Güvensizliğin var olduğu her yerde ya da rahatlama ihtiyacının hissedildiği her durumda kalp atışının yatıştırıcı ritmine şu ya da bu biçimde rastlamak mümkündür. Mesela İslam dünyasındaki tarikat ve cemaatlerin başlarını sallayarak zikir yaparken takip ettikleri ritimlere dikkat ederseniz, genellikle kalp atış ritmini simüle ettiklerini fark edersiniz. Folk ya da dans müziğinin ritminin zayıftan kuvvetliye bağlanması bir rastlantıdan ibaret değildir. Burada da sesler ve hareketler, bunları yapanları rahmin içindeki güven dolu dünyaya geri götürmeye yararlar. Ergenlik çağı müziğinin sallanma (rock) müziği olarak adlandırılması da yine rastlantıdan fazlasıdır. Hatta son zamanlarda bu müzik daha da açıklayıcı bir ad almış ve atış (beat) müziği denmeye başlanmıştır.

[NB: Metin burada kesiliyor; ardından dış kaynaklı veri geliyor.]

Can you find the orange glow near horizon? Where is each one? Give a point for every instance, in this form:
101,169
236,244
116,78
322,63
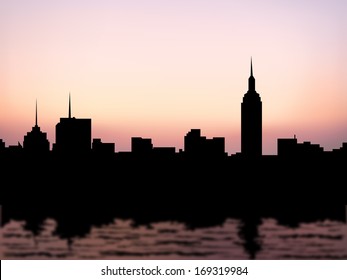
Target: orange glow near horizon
157,70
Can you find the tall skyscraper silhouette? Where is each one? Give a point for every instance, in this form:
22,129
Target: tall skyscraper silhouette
251,121
36,141
73,135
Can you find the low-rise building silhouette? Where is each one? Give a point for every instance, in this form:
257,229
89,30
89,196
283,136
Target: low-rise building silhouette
2,145
196,145
289,147
103,148
141,146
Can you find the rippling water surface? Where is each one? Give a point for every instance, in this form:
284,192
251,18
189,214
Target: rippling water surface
171,240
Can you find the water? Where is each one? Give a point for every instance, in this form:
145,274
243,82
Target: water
119,239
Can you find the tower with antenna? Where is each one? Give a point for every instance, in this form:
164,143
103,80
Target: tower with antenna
251,121
35,141
73,135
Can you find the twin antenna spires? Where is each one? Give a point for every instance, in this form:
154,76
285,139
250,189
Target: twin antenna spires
36,123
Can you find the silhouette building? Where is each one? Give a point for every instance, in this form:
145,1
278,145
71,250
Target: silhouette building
36,141
291,148
103,148
2,145
251,121
141,146
197,145
72,135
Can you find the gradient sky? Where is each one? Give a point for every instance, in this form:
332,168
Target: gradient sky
158,68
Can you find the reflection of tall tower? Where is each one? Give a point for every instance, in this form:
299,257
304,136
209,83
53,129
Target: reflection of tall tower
251,121
36,141
73,135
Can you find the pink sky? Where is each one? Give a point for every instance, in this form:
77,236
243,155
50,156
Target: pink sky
157,69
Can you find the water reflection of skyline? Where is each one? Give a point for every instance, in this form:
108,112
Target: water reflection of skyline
119,239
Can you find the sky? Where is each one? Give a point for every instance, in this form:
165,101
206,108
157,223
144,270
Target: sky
158,68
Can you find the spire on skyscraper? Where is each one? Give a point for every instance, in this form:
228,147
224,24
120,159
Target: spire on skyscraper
36,113
251,68
69,106
251,80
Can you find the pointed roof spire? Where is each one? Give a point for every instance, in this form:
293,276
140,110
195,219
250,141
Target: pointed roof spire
251,67
36,113
69,106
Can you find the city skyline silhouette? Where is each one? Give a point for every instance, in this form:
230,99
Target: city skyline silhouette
74,134
196,186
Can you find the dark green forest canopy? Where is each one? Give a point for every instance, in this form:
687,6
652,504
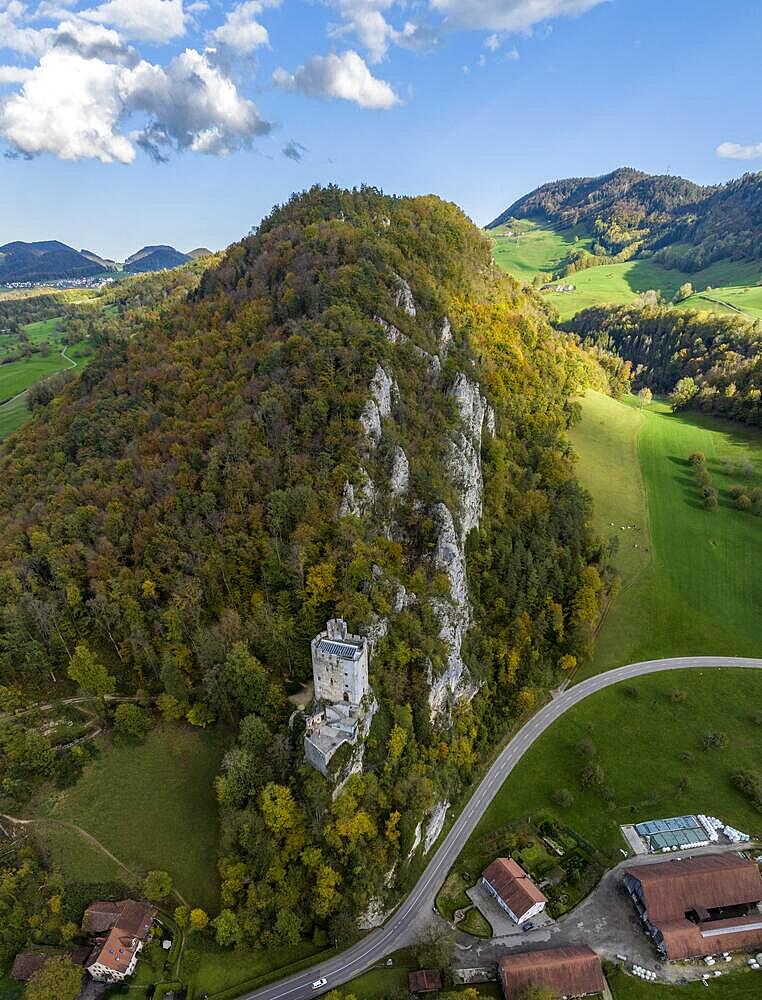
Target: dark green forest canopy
721,354
174,515
633,213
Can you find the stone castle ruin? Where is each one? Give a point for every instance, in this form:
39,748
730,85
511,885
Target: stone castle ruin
342,709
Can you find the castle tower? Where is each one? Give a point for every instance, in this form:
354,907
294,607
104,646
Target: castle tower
340,665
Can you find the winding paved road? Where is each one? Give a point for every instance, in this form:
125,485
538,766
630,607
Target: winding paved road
405,924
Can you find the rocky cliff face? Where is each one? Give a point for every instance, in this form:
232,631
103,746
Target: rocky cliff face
462,457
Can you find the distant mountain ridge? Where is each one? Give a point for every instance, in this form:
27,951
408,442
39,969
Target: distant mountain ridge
51,260
155,258
631,213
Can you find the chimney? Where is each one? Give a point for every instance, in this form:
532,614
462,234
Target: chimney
337,629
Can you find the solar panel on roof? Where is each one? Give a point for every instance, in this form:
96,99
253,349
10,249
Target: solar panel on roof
342,649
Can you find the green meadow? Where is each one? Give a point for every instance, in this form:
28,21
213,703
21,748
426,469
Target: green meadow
692,585
538,249
17,376
667,716
151,805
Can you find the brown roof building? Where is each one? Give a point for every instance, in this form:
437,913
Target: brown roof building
125,926
567,972
513,889
425,981
699,906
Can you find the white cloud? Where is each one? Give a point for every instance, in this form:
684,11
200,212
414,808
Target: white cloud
75,108
735,151
70,107
345,76
507,15
141,20
364,18
242,32
14,74
194,105
368,21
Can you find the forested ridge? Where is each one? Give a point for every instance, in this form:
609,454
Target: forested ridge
170,522
719,358
629,213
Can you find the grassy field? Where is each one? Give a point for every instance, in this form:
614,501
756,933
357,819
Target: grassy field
223,970
724,287
20,375
151,805
535,249
376,984
692,586
12,415
648,740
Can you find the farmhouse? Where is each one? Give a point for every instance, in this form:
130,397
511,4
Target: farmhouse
121,930
340,675
699,906
513,889
574,971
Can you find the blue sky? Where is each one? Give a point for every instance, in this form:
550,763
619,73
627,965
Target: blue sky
128,122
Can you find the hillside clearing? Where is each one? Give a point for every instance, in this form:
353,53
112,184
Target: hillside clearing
694,589
541,249
152,805
648,741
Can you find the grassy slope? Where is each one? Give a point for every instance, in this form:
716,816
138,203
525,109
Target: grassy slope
540,249
535,249
152,805
12,415
19,375
618,724
700,591
223,970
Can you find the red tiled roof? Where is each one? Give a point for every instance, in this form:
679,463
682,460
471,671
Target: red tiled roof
425,981
513,885
684,939
673,888
130,926
573,971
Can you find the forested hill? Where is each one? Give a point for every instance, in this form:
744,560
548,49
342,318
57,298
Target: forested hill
631,213
717,360
354,415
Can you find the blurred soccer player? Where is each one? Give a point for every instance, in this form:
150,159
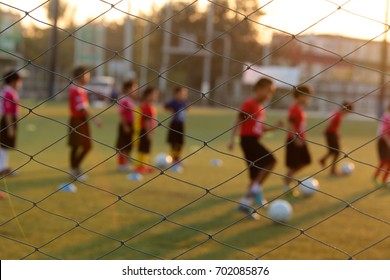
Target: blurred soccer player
333,138
383,150
251,123
79,134
177,106
147,124
297,152
9,109
126,125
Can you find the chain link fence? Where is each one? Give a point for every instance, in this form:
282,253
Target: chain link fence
191,215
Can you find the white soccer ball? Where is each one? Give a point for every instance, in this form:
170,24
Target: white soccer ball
309,186
347,168
67,187
280,210
134,177
216,162
163,160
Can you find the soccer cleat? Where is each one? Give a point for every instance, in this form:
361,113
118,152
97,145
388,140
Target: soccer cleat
144,170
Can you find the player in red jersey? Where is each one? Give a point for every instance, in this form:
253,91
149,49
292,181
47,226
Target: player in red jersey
333,137
252,125
383,146
297,152
79,134
148,122
126,125
9,108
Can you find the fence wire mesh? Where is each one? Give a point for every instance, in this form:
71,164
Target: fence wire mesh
190,215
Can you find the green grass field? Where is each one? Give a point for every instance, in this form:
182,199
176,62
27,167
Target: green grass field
190,215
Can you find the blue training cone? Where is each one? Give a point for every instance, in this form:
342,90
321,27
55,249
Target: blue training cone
69,187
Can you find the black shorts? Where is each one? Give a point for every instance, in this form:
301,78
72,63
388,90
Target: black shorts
332,141
383,150
144,142
255,152
7,141
297,156
81,135
125,139
176,133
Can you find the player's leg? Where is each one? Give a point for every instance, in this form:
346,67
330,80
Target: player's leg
382,154
143,154
4,168
297,158
329,152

Kalbi ön plana çıkarma eğilimimizi dillerimizde ve edebiyatlarımızda da koruyoruz. İçinde yaşadığımız bilim çağında aklın, bilincin, duyuların ve duyguların tamamının beyinde başlayıp beyinde bittiğini, beynin bütün bunların fiziksel sürücüsü olduğunu verili kabul ediyor; kalbin ise vücuda temiz kan pompalayan bilinçsiz bir et ve kas öbeği olduğunu biliyoruz. Yine de bize yüz vermeyenlere “beyinsiz” değil, “kalpsiz” diyoruz. Aşklarımızın tadı kaçtığında “beyin kırıklığından” değil, “kalp kırıklığından” bahsediyoruz. Sevgililer günü kartlarında okuyla beyni değil, hala kalbi delen bir aşk meleği resmediliyor. Ölmüş sevdiklerimiz beynimizde değil, “kalbimizde yaşamaya” devam ediyorlar.

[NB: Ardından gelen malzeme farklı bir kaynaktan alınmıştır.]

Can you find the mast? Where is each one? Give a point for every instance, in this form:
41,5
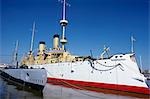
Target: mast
32,39
16,54
141,64
132,44
63,23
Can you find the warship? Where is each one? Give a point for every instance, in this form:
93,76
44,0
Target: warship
117,72
34,78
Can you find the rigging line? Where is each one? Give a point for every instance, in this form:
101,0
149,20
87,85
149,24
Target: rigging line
72,85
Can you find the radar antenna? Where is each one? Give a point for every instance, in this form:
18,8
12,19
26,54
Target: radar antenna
106,49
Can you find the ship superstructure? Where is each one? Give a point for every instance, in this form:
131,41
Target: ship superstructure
118,72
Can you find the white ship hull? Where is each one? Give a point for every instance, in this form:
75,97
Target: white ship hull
32,78
119,72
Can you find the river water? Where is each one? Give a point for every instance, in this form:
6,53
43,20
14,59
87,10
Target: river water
11,91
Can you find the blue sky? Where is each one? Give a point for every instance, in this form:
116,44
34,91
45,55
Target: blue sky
92,24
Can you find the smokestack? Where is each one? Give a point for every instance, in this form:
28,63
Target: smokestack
56,41
41,46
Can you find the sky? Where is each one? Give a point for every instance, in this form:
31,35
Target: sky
92,24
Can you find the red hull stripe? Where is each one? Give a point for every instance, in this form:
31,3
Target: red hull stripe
125,88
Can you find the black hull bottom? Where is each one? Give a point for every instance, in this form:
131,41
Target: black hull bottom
26,85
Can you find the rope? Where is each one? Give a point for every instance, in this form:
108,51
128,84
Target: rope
77,88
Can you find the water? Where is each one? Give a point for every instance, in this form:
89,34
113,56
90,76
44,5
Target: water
10,91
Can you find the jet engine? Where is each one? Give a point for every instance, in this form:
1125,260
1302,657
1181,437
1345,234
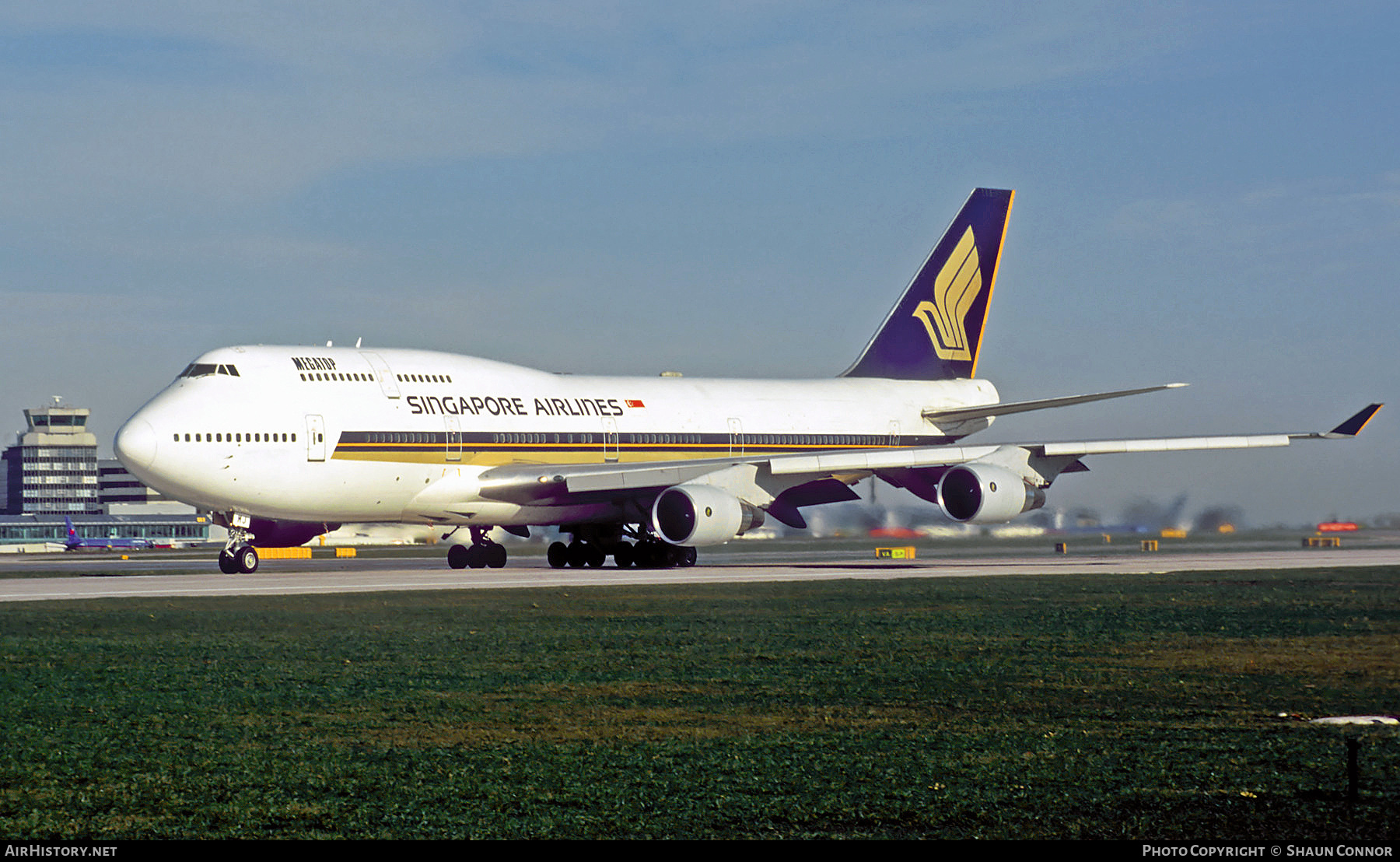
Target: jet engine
698,514
978,493
286,534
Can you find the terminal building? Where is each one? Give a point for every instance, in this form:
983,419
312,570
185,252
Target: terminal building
54,473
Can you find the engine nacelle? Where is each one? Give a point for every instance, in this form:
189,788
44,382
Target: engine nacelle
976,493
698,514
287,534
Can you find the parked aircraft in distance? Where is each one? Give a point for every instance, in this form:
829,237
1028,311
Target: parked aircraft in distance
287,443
76,541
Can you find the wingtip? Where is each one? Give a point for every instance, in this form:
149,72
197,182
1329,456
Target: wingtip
1353,426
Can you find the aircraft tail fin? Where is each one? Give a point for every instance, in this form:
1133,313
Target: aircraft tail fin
934,331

Kısacası antropologlar, davranış bilimciler, psikologlar ve dilciler tarafından ortaya konan çok sayıda bilimsel deney ve gözlem, var oluşumuz boyunca en çok güven duyduğumuz ve huzurlu olduğumuz yerin, annenin kalp atış sesinden başka ses olmayan ana rahmi olduğunu, doğduktan ve büyüdükten sonra da ne zaman yatışıp sakinleme ihtiyacı hissetsek aynı ritme sığınmanın bir yolunu bulduğumuzu gösteriyor. Büyük Türk şairlerinden Cahit Sıtkı Tarancı, aşağıdaki dörtlüğünde adeta bu yazının bütün konusunu özetliyor:

Anne, sana kim dedi yavrunu doğurmayı?

Sanki karnında fazla yaramazlık mı ettim?

Senden istemiyordum ne tacı, ne sarayı,

Karnında yaşıyordum, kafiydi saadetim.